- Occupation: Singer;
- Television: Hrvatska traži zvijezdu (season 3); Tvoje lice zvuči poznato (season 9);

= Marcela Oroši =

Croatian singer

Marcela Oroši is a Croatian singer.

==Early life==
Marcela Oroši was born in Crikvenica, where she spent the first 20 years of her life, having completed music school with a focus on classical guitar while also singing in both city and church choirs and performing as a member of two local bands.

==Career==
In 2011, Oroši competed on the third season of RTL's Idol series Hrvatska traži zvijezdu, where she placed as a runner-up.
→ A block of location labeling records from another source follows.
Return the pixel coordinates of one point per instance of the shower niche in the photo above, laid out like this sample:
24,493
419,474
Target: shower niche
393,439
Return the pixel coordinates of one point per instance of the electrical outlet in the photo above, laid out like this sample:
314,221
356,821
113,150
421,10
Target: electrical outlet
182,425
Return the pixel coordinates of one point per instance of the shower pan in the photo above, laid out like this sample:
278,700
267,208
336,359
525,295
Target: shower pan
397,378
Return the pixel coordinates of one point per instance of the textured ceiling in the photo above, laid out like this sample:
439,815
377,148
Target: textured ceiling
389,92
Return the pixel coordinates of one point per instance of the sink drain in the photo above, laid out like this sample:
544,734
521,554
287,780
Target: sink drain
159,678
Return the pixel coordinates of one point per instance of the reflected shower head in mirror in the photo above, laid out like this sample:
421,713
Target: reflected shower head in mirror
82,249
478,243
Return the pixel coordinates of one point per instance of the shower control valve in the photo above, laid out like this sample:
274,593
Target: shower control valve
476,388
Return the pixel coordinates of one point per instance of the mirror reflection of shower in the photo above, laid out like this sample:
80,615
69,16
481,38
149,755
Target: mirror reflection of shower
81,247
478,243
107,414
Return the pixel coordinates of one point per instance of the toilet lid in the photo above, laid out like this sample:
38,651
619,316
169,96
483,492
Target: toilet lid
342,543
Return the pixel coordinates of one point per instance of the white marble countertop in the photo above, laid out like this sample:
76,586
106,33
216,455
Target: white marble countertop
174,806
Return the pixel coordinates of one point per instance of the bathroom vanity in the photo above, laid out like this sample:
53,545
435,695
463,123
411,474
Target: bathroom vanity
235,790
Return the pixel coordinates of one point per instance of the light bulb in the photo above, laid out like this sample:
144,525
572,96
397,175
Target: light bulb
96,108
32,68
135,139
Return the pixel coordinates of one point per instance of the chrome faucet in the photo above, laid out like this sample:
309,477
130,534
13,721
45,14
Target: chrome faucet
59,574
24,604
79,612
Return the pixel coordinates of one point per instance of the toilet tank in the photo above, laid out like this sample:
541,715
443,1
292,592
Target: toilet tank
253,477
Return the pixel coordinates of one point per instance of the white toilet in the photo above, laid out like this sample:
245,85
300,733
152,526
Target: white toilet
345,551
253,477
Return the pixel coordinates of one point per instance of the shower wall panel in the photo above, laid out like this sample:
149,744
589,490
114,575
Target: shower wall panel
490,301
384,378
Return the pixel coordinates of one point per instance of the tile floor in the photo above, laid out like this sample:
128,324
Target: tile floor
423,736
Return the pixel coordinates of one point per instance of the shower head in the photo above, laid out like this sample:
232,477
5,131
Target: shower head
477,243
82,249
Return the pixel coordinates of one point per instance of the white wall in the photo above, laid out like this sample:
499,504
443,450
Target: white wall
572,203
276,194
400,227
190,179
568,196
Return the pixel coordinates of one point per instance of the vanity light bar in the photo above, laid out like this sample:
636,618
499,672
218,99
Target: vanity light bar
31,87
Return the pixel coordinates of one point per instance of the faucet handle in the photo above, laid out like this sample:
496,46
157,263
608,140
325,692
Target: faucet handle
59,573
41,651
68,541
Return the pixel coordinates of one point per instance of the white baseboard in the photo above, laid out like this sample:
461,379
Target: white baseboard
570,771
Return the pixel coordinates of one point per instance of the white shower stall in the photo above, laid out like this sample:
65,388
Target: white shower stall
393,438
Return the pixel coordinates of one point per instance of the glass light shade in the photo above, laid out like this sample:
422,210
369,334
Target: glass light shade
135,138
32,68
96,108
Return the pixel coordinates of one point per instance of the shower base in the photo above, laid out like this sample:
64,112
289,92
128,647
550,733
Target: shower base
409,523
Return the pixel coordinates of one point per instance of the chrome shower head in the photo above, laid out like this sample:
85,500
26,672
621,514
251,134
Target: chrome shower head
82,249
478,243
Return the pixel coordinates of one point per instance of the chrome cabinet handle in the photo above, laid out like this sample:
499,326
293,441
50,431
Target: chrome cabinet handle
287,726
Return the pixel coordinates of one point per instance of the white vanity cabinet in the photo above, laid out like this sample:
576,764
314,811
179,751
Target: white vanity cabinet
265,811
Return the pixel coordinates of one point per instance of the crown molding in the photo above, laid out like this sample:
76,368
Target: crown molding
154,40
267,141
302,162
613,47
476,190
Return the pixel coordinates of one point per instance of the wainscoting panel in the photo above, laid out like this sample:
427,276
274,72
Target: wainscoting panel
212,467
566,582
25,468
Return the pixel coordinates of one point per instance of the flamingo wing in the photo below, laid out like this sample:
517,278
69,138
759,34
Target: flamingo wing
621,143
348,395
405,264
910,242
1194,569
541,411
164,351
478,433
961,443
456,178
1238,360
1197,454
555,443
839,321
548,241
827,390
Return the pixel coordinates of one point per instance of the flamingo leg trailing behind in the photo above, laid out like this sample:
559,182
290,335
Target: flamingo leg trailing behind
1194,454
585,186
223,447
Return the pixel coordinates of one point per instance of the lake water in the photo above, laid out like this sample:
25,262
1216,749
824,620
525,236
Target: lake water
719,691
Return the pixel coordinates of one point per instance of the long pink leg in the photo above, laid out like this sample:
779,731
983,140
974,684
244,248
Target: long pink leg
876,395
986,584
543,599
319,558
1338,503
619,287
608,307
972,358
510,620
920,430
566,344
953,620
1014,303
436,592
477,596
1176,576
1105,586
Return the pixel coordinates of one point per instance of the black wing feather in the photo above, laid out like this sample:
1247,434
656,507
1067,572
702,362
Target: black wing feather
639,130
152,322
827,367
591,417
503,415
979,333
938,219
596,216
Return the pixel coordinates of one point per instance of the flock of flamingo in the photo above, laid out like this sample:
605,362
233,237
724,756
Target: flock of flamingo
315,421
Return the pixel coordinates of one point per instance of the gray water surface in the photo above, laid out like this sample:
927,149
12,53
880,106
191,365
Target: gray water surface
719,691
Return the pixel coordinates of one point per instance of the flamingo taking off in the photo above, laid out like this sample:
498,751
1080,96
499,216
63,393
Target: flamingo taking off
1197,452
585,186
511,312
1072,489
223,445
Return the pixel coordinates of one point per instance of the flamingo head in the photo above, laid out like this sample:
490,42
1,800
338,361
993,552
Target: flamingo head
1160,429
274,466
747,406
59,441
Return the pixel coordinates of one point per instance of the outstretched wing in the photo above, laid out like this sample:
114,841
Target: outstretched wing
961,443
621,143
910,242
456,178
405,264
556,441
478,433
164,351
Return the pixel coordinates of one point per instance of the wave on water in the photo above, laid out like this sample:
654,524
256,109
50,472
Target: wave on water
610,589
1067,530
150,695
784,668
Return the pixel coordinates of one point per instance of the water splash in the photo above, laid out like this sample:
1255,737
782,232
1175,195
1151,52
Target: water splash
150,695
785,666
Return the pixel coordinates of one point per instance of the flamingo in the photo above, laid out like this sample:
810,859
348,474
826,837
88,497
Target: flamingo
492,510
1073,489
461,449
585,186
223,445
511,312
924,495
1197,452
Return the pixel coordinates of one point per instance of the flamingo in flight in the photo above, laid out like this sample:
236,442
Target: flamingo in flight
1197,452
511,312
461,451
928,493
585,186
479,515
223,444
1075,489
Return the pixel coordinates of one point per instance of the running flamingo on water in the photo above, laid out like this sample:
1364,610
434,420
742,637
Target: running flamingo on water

She was a member of a girl band Luminize, along with Matilda Oroši, Irena Rogović and Tea Mišković. In 2014, the band released a single titled "Kill It With Love," which was followed by the release of their debut studio album All or Nothing in 2016. In 2018, Luminize competed on The Voice of Holland.

In 2024, Oroši competed on Dora 2024, the Croatian national final for Eurovision Song Contest 2024. She qualified for the grand final with the song "Gasoline" and finished sixth with a total of 59 points.

On 24 February 2025, Oroši was announced to compete on the ninth season of the singing reality television series Tvoje lice zvuči poznato, the Croatian edition of Your Face Sounds Familiar. She won the second episode of the season performing as Doris Dragović and the tenth episode as Vesna Zmijanac.

==Discography==
===Singles===
- "Nismo isti svijet" (2023)
- "Gasoline" (2024)
- "Ovako ne ide" (2024)

===Albums===
- All or Nothing (2016, with Luminize)
- Covers (2023)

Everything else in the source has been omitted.